A ClusterRole|Role defines a set of permissions and where it is available, in the whole cluster or >just a single Namespace.

A ClusterRoleBinding|RoleBinding connects a set of permissions with an account and defines where it is >applied, in the whole cluster or just a single Namespace.

Because of this there are 4 different RBAC combinations and 3 valid ones:

Role + RoleBinding (available in single Namespace, applied in single Namespace) ClusterRole + ClusterRoleBinding (available cluster-wide, applied cluster-wide) ClusterRole + RoleBinding (available cluster-wide, applied in single Namespace) Role + ClusterRoleBinding (NOT POSSIBLE: available in single Namespace, applied cluster-wide)

for example,

kubectl create clusterrole pipeline-deployment-manager --verb=create,delete --resource=deployments
kubectl -n ns1 create rolebinding pipeline-deployment-rb --clusterrole=pipeline-deployment-manager --serviceaccount=ns1:pipeline

verbs: ["get", "list", "watch", "create", "update", "patch", "delete"] just for reference.

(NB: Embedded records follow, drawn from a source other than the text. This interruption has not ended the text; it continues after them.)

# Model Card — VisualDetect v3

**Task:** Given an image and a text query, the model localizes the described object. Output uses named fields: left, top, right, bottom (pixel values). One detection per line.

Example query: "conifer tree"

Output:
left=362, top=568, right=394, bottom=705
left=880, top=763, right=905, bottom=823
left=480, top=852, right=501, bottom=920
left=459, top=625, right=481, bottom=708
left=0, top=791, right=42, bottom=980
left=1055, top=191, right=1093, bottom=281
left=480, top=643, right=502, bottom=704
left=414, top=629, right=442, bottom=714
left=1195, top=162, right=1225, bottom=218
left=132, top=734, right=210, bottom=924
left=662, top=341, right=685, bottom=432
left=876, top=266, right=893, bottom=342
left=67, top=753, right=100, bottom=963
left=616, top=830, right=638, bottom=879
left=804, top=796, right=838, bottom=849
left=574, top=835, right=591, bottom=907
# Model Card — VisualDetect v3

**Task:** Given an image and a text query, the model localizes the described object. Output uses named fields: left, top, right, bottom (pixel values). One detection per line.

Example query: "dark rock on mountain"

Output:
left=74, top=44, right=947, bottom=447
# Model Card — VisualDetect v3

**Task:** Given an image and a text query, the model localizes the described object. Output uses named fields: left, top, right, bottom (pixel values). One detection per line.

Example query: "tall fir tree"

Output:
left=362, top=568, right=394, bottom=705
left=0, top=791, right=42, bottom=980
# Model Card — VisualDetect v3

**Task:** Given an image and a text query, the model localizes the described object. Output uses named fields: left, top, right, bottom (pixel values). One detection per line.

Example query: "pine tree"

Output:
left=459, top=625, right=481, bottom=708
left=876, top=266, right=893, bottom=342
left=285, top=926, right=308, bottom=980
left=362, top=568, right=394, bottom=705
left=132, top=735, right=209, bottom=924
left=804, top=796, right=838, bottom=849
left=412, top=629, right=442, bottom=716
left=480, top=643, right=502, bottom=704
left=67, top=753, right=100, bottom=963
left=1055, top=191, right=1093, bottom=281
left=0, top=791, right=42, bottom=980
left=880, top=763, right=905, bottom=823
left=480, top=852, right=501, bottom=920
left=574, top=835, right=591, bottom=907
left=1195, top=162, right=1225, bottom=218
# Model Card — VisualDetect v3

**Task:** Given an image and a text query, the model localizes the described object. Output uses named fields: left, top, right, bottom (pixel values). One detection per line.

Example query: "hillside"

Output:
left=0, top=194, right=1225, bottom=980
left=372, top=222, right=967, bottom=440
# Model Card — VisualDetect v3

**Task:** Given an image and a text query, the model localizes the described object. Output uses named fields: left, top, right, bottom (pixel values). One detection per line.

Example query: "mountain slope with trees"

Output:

to verify the access control, you can use kubectl auth can-i

kubectl  auth can-i -h
kubectl  -n ns1 auth can-i create deployment --as system:serviceaccount:ns1:pipeline

security context

https://kubernetes.io/docs/tasks/configure-pod-container/security-context/

securityContext:
  runAsUser: 1000
  runAsGroup: 3000
  fsGroup: 2000
securityContext:
  allowPrivilegeEscalation: false

monitoring

this part is really easy and you should get all the score of it.

kubectl top node
kubectl top pod -A --containers=true

debugging

kubectl describe -h
kubectl logs -h

# for example
kubectl describe pod nginx-pod
kubectl -n management logs deploy/collect-data -c nginx

tap into a pod,


kubectl -n kube-system exec -it validate-checker-pod -- curl -m 1 microservice2.space2.svc.cluster.local

create a temporary pod to debug

kubectl run test-nslookup --image=busybox:1.28 --rm -it --restart=Never -- nslookup nginx-resolver-service

Relax and Stay Calm

Bear in mind that, you only need score 66/100 to pass the exam. As for me, I got 85 which is not perfect but more than enough too.

To be honest, 2-hour exam time is a little bit tight and most likely you don’t have much time to double check if you finished the tasks correctly. So my advice is that you should do the simple tasks first and make sure you get the score out of them. Flag the complex scenario task and go back to work on it when you have time left in the end.

Last but not least

Hoep any reader benefit from my article and wish you pass the exam succesffully on the first trail of course. Please let me know the feedback if possible. Thank you!